Today, a majority of French people believe that women’s financial independence is on a positive trajectory, either progressing (according to 50% of them) or even achieved (according to 37%), while the situation around the world seems more mixed (54% believe women’s financial independence is on a positive trajectory and 46% believe it is in danger or declining).
When asked about the very definition of financial independence, French people associate it with two main ideas: earning enough money to live comfortably (43% cite this first) and not being financially dependent on one’s spouse or relatives (42% cite this first).
It should be noted that these egalitarian scores mask marked gender differences: men primarily associate financial independence with earning enough money to live comfortably (48%, +10 points vs. women), while women primarily favor not being dependent on a spouse or loved ones (48%, +12 points vs. men), indicating a stronger association with the notion of autonomy.
Financial education: gender differences
Nearly 9 out of 10 French people consider themselves to have a good understanding of budget management (87%), and nearly 8 out of 10 consider themselves to have a good understanding of how credit works (78%) or the principles of saving (77%).
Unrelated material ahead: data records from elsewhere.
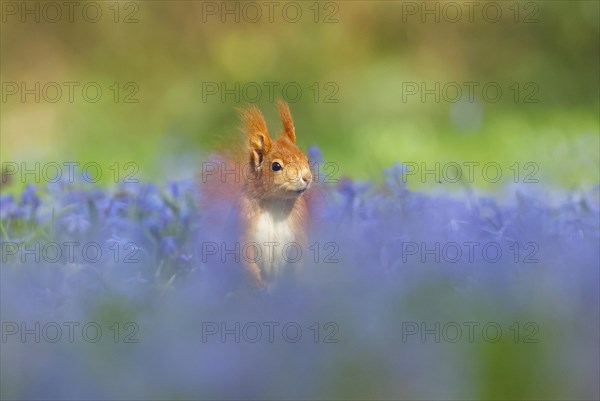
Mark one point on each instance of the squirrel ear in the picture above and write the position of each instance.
(286, 119)
(255, 127)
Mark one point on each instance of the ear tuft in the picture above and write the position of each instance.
(255, 128)
(286, 119)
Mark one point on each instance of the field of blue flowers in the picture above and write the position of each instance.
(112, 294)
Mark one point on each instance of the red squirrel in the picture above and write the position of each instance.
(266, 194)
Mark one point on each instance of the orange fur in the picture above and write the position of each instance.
(268, 203)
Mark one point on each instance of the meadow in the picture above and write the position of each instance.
(454, 253)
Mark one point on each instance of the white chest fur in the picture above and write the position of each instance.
(272, 234)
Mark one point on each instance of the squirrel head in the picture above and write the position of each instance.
(277, 168)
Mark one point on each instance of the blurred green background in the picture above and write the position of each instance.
(362, 57)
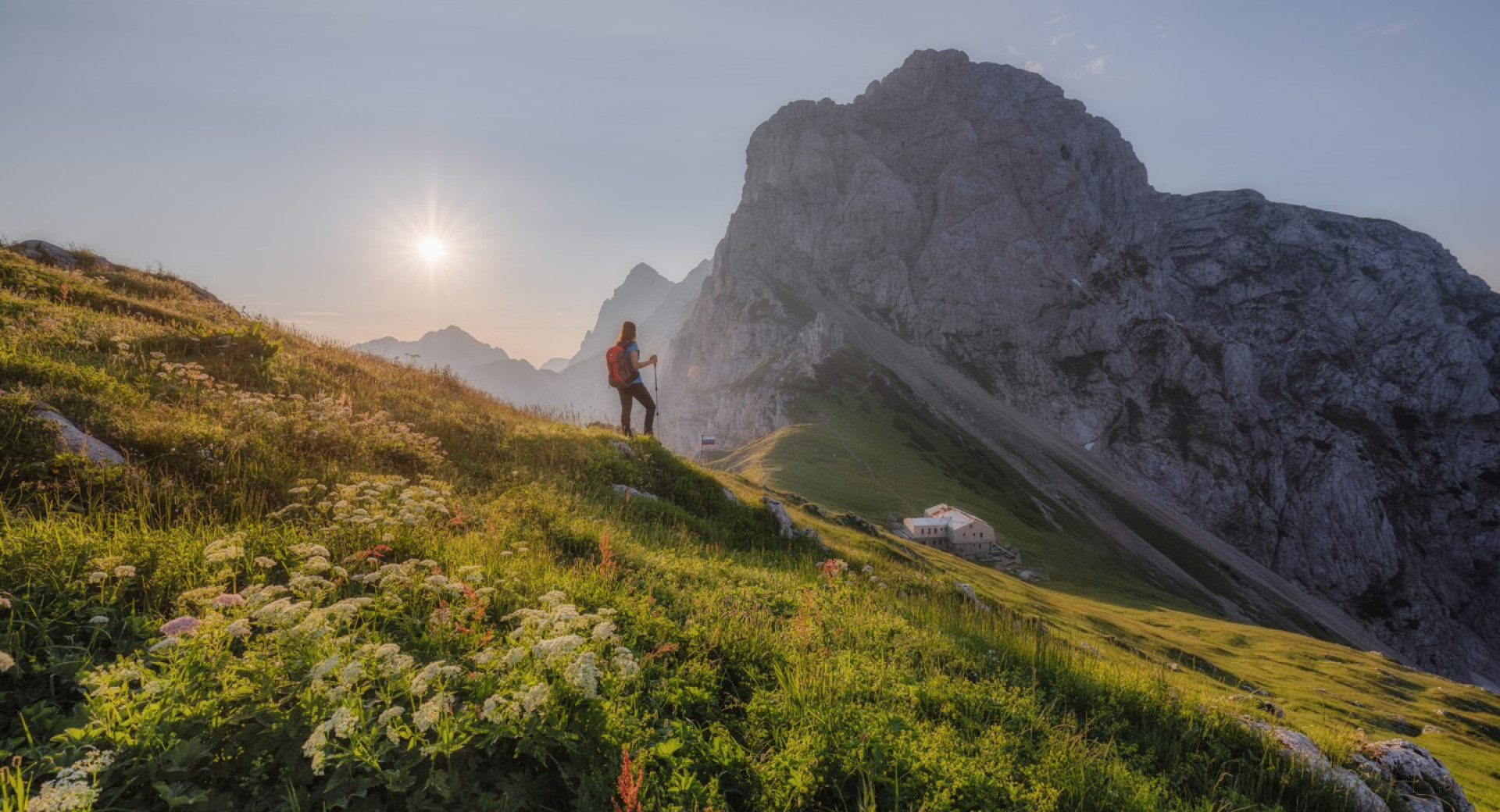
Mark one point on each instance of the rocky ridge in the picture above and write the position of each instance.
(1316, 388)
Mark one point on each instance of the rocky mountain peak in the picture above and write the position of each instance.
(642, 275)
(642, 291)
(1319, 390)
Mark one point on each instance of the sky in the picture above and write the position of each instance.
(291, 155)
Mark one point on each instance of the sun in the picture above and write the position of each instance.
(431, 249)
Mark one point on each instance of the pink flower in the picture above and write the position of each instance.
(182, 625)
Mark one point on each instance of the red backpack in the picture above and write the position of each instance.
(621, 375)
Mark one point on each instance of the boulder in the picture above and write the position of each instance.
(75, 441)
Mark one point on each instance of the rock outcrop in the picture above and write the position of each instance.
(1316, 388)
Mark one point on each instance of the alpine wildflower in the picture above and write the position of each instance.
(431, 710)
(536, 697)
(180, 625)
(386, 718)
(584, 675)
(225, 549)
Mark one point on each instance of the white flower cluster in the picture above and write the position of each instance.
(182, 376)
(551, 639)
(225, 549)
(74, 787)
(375, 502)
(107, 567)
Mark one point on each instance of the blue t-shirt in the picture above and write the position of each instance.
(632, 351)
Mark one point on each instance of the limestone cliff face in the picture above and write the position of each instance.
(1319, 390)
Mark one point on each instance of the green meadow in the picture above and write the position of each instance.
(329, 582)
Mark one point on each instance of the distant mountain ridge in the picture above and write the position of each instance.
(440, 348)
(570, 387)
(642, 291)
(1317, 390)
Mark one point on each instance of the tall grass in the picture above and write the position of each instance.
(327, 582)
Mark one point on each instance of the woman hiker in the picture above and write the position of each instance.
(637, 390)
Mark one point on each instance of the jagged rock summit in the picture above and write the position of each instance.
(438, 348)
(642, 291)
(1316, 388)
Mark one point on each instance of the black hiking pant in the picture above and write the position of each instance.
(637, 391)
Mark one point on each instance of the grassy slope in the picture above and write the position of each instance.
(866, 448)
(762, 681)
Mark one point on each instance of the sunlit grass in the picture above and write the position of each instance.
(407, 516)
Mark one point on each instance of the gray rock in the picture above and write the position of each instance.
(1314, 388)
(42, 251)
(1420, 778)
(629, 492)
(1301, 748)
(782, 518)
(75, 441)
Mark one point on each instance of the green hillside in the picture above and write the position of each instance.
(862, 443)
(327, 582)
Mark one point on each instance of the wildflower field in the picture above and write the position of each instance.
(329, 582)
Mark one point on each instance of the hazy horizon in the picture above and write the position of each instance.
(290, 156)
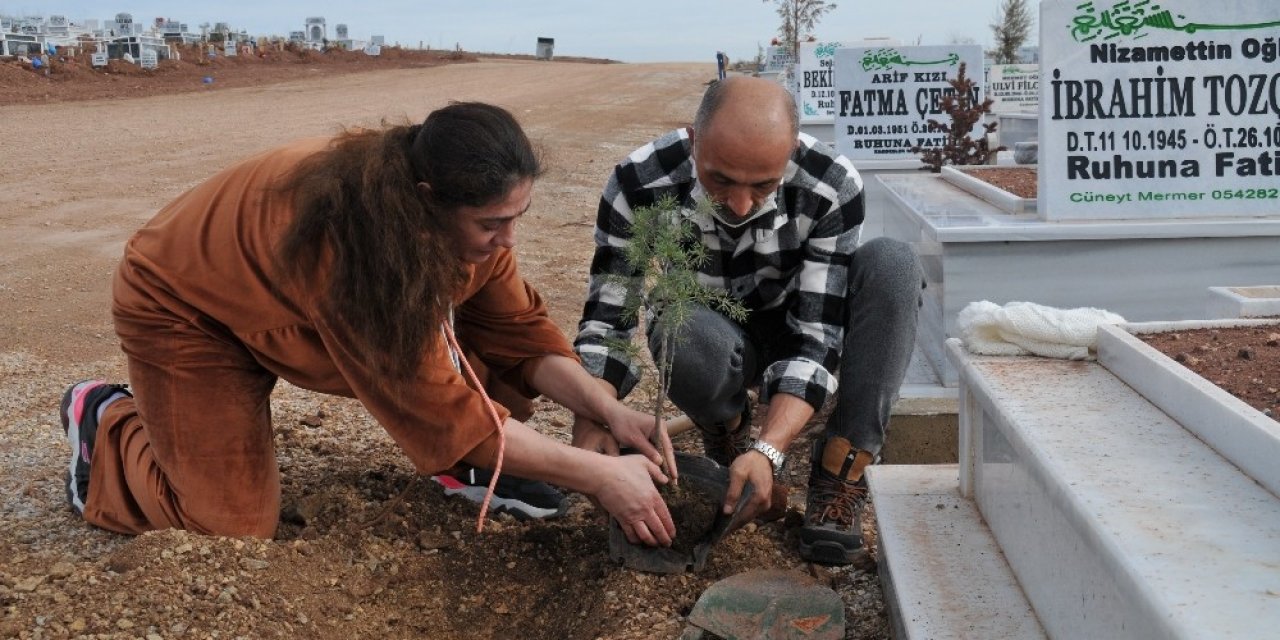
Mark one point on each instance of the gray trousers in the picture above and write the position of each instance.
(714, 359)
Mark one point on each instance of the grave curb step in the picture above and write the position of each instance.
(1116, 520)
(942, 572)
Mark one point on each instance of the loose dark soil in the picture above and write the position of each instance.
(693, 512)
(1243, 361)
(1019, 181)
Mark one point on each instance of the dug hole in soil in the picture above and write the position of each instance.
(1243, 361)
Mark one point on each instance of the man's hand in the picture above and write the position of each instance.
(592, 435)
(755, 469)
(627, 492)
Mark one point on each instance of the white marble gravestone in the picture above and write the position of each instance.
(1160, 110)
(1106, 233)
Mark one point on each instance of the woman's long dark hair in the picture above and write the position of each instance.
(394, 270)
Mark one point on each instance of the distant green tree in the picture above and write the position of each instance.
(799, 18)
(1011, 30)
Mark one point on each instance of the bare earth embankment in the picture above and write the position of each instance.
(350, 560)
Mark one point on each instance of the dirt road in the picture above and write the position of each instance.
(77, 178)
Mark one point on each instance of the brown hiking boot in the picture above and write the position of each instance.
(832, 528)
(722, 444)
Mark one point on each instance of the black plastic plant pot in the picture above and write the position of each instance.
(707, 479)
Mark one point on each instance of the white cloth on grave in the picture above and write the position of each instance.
(1031, 329)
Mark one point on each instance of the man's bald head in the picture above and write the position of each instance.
(748, 104)
(743, 138)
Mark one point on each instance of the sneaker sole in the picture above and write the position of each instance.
(826, 552)
(520, 510)
(72, 412)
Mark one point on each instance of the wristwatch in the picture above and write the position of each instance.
(776, 457)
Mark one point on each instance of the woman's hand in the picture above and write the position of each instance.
(627, 492)
(592, 435)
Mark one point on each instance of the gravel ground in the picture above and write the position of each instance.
(365, 548)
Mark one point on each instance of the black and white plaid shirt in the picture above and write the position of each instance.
(794, 257)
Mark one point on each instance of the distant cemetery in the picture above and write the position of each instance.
(145, 44)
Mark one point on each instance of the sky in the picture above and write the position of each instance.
(631, 31)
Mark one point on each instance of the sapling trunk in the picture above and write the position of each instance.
(659, 400)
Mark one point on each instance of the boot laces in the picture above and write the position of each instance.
(837, 501)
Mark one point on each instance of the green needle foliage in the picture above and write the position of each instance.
(666, 255)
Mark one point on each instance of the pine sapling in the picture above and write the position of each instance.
(664, 256)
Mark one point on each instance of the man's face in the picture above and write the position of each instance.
(740, 172)
(484, 229)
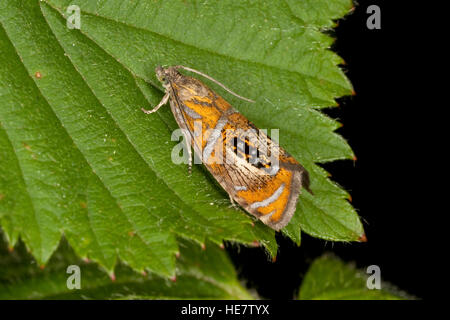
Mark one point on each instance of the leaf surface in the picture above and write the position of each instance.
(197, 277)
(79, 158)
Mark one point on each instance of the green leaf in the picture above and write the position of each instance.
(79, 158)
(198, 277)
(328, 278)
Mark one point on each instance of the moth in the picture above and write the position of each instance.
(253, 169)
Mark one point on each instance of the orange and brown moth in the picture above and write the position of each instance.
(252, 168)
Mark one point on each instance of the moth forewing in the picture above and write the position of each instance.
(252, 168)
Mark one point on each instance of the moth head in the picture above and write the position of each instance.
(161, 74)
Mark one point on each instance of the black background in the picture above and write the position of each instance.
(383, 182)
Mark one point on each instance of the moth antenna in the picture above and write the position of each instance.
(215, 81)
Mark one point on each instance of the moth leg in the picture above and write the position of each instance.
(160, 104)
(189, 159)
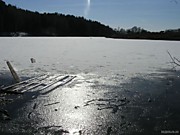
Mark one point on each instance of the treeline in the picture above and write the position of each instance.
(14, 20)
(139, 33)
(19, 22)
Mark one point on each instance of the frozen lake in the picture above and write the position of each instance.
(122, 86)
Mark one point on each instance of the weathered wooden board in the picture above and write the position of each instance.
(44, 82)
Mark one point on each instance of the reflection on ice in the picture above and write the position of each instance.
(120, 87)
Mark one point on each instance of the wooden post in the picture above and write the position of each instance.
(13, 72)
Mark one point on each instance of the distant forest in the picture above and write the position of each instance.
(20, 22)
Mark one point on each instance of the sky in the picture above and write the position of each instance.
(153, 15)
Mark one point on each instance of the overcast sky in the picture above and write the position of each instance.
(153, 15)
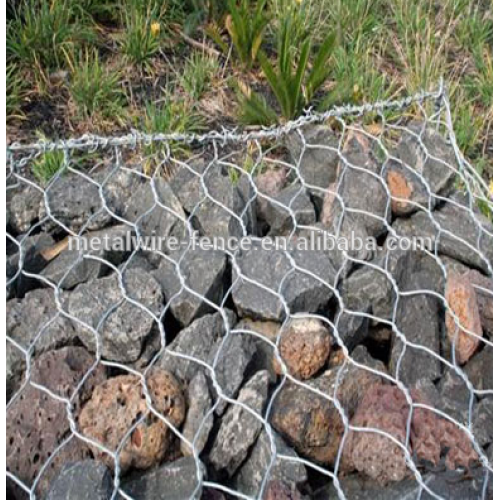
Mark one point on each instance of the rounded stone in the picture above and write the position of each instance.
(118, 404)
(304, 347)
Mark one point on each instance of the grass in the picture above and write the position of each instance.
(95, 90)
(44, 35)
(383, 49)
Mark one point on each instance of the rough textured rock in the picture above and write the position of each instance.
(199, 418)
(108, 244)
(33, 319)
(459, 234)
(314, 150)
(231, 358)
(24, 209)
(479, 369)
(240, 428)
(289, 208)
(373, 454)
(359, 174)
(249, 478)
(227, 210)
(124, 331)
(32, 250)
(314, 427)
(156, 212)
(276, 490)
(421, 155)
(117, 404)
(462, 299)
(74, 202)
(85, 480)
(417, 319)
(37, 423)
(304, 347)
(197, 341)
(203, 271)
(269, 183)
(178, 480)
(271, 269)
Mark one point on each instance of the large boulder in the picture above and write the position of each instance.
(239, 428)
(38, 423)
(119, 418)
(100, 307)
(272, 280)
(203, 272)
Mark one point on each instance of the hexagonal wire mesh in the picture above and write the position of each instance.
(276, 370)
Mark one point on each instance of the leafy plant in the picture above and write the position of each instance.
(14, 92)
(142, 35)
(198, 72)
(95, 90)
(171, 117)
(48, 165)
(246, 25)
(292, 83)
(45, 34)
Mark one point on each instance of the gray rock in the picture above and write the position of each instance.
(108, 244)
(359, 174)
(428, 166)
(240, 428)
(479, 370)
(199, 419)
(74, 202)
(224, 211)
(273, 270)
(178, 480)
(29, 258)
(232, 357)
(482, 421)
(33, 321)
(157, 213)
(24, 209)
(251, 475)
(289, 208)
(458, 237)
(85, 480)
(417, 319)
(122, 326)
(197, 341)
(314, 150)
(447, 485)
(203, 271)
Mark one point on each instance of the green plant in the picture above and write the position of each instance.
(15, 90)
(95, 90)
(170, 117)
(292, 83)
(47, 165)
(45, 34)
(246, 26)
(142, 35)
(198, 71)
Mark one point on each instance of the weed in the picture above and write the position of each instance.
(198, 72)
(246, 25)
(292, 84)
(44, 35)
(96, 91)
(15, 90)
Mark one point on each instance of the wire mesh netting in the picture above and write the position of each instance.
(293, 312)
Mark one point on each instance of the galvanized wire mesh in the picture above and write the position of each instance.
(147, 160)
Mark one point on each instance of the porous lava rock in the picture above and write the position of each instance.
(116, 406)
(304, 347)
(37, 423)
(462, 300)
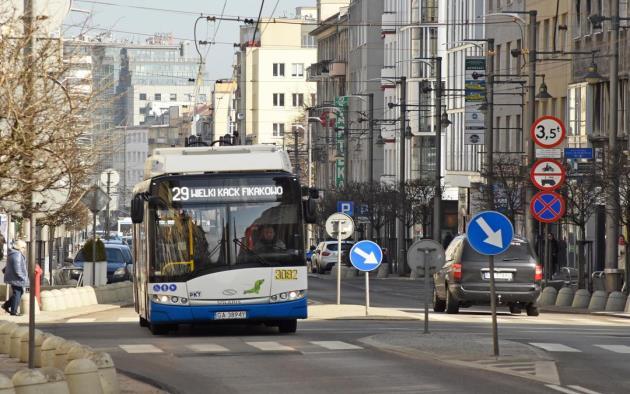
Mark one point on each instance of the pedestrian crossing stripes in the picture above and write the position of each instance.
(140, 349)
(240, 347)
(555, 347)
(616, 348)
(572, 389)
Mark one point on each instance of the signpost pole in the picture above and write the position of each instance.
(367, 293)
(338, 263)
(425, 263)
(493, 307)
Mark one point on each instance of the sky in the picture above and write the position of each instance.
(178, 18)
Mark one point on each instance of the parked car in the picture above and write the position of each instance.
(325, 255)
(119, 262)
(464, 279)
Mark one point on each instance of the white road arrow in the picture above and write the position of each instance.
(370, 258)
(494, 237)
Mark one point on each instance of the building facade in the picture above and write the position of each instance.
(271, 74)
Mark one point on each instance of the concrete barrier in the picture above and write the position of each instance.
(23, 356)
(383, 271)
(61, 353)
(49, 303)
(598, 301)
(548, 296)
(37, 381)
(82, 374)
(6, 329)
(25, 306)
(49, 348)
(581, 299)
(106, 372)
(565, 297)
(6, 385)
(616, 302)
(16, 337)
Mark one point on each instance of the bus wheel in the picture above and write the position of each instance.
(287, 326)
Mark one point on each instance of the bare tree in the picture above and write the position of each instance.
(45, 102)
(584, 194)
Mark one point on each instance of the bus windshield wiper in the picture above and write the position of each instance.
(250, 250)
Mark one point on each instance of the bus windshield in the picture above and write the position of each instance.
(217, 231)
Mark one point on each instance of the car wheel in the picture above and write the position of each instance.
(287, 326)
(452, 305)
(438, 304)
(515, 309)
(532, 310)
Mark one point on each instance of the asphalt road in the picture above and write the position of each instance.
(330, 356)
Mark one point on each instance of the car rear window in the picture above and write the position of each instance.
(344, 246)
(516, 251)
(114, 255)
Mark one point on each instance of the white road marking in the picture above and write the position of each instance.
(270, 346)
(140, 349)
(336, 345)
(81, 320)
(207, 347)
(583, 390)
(616, 348)
(555, 347)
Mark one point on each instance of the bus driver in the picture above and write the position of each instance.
(268, 241)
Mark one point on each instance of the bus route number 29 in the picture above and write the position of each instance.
(286, 274)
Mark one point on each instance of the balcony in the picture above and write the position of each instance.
(318, 71)
(388, 77)
(337, 69)
(388, 23)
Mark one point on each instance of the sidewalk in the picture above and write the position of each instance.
(127, 384)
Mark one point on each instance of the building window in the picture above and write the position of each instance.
(278, 69)
(298, 99)
(278, 129)
(297, 70)
(278, 99)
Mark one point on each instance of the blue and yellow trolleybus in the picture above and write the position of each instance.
(219, 235)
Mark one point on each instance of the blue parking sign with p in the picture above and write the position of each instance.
(346, 207)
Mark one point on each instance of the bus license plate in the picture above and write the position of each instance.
(230, 315)
(498, 275)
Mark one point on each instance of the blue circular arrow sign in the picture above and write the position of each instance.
(490, 233)
(366, 256)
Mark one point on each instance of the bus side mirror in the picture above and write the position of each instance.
(310, 211)
(137, 209)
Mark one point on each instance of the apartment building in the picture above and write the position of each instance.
(271, 75)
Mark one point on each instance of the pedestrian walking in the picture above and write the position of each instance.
(16, 275)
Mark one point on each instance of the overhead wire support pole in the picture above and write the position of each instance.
(612, 222)
(402, 231)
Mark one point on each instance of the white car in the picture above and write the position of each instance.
(325, 255)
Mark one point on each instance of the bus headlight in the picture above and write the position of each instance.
(288, 296)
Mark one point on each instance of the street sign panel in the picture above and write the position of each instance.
(548, 153)
(547, 207)
(339, 225)
(427, 249)
(578, 153)
(366, 256)
(547, 174)
(490, 233)
(346, 207)
(548, 131)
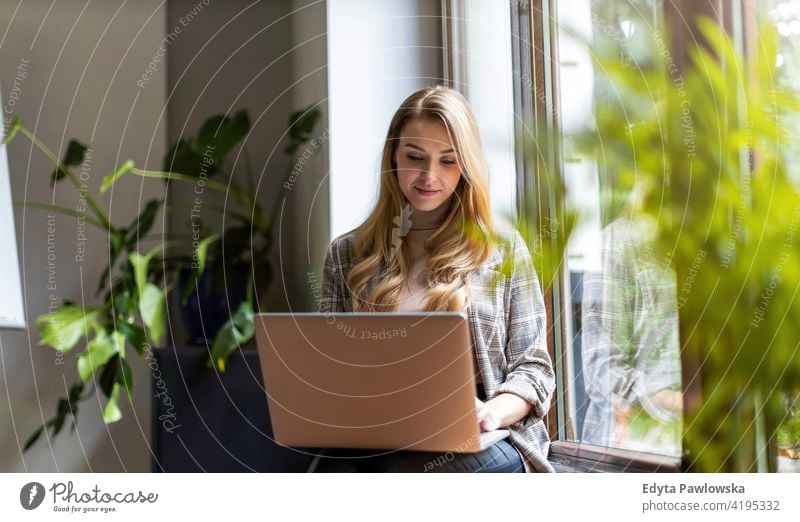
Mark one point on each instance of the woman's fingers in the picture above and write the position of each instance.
(487, 421)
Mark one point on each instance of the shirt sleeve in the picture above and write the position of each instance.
(530, 371)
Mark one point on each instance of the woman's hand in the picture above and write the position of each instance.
(487, 418)
(502, 411)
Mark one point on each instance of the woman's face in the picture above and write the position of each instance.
(427, 166)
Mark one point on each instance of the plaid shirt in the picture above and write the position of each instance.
(508, 329)
(630, 340)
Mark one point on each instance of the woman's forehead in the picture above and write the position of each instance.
(426, 133)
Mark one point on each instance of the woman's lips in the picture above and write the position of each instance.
(426, 192)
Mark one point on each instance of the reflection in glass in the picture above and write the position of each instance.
(624, 379)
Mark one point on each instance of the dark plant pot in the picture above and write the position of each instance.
(212, 303)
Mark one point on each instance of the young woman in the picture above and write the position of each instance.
(427, 246)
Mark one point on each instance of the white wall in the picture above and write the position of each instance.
(482, 71)
(82, 62)
(379, 52)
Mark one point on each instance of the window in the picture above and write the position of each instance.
(622, 345)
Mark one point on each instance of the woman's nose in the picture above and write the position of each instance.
(428, 168)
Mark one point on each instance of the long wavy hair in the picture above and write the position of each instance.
(457, 247)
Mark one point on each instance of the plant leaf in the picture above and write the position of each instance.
(235, 332)
(134, 335)
(112, 178)
(202, 252)
(111, 411)
(76, 151)
(102, 348)
(125, 377)
(33, 438)
(219, 135)
(16, 124)
(64, 327)
(139, 263)
(141, 226)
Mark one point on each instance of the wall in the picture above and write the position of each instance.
(378, 54)
(81, 62)
(268, 58)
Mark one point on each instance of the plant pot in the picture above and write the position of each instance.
(212, 303)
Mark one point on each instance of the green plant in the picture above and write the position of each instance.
(132, 301)
(705, 149)
(244, 237)
(131, 309)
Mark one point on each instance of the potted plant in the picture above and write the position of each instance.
(134, 284)
(234, 260)
(705, 150)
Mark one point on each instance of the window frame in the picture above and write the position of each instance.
(537, 115)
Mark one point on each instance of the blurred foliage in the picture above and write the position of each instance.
(133, 285)
(701, 151)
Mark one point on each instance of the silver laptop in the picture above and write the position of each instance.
(371, 380)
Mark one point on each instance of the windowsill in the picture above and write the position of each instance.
(569, 457)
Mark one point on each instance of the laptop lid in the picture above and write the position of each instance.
(370, 380)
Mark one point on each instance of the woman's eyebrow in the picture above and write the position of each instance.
(413, 146)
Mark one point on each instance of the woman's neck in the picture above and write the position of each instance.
(429, 219)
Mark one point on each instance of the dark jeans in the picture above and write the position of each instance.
(498, 458)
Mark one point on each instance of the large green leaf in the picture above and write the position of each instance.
(237, 331)
(63, 328)
(102, 348)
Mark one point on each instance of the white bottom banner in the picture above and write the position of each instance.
(618, 497)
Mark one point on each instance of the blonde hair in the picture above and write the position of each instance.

However, only half consider themselves to understand the principles of financial investment (51%).
While men and women rate their budget management skills equally, the gap widens as the complexity of the areas tested increases, with women less confident in their knowledge of how credit works (-4 points vs. men), the principles of saving (-5 points), and the principles of financial investment (-13 points). .
This financial knowledge was primarily acquired independently (for 72% of French people), then through their personal environment for 56% of them, through their bank for 34%, and finally through education for 18% of French people. These contexts for acquiring knowledge are relatively similar between men and women, with the notable exception of the importance of the personal sphere: 33% of women and 23% of men say they acquired their knowledge through their loved ones, particularly their family (26% for women, 19% for men).
Investment behavior: gender-specific strategies
Eight out of ten French people have at least one investment, with 72% owning at least one regulated savings account, and this figure is identical for both men and women. For all other investments, fewer women than men report owning them: this is particularly the case for life insurance (31%, -7 points vs. men), PEA savings plans (10%, -9 points vs. men) and securities accounts (8%, -6 points). Women’s financial investments are therefore less diversified.
While investments differ between men and women, the motivations for investing money are similar: nearly three out of four French people cite the intention to protect themselves in case of hardship as their primary motivation. This is followed by the desire to improve their standard of living (33%), pass on wealth (29%), prepare for retirement (28%) or prepare for a personal project (25%).
For French people who do not have any financial investments, the main reason given is that they do not have enough money to invest. This reason is particularly cited by women (76%, +19 points vs. men), while men who do not have investments are slightly more likely than women to cite the fact that they prefer to spend the money they have (26%, +15 points vs. women). The still significant wage gap between men and women in France (around 14% in full-time equivalent terms) helps explain why more women cite low income as a reason for not investing.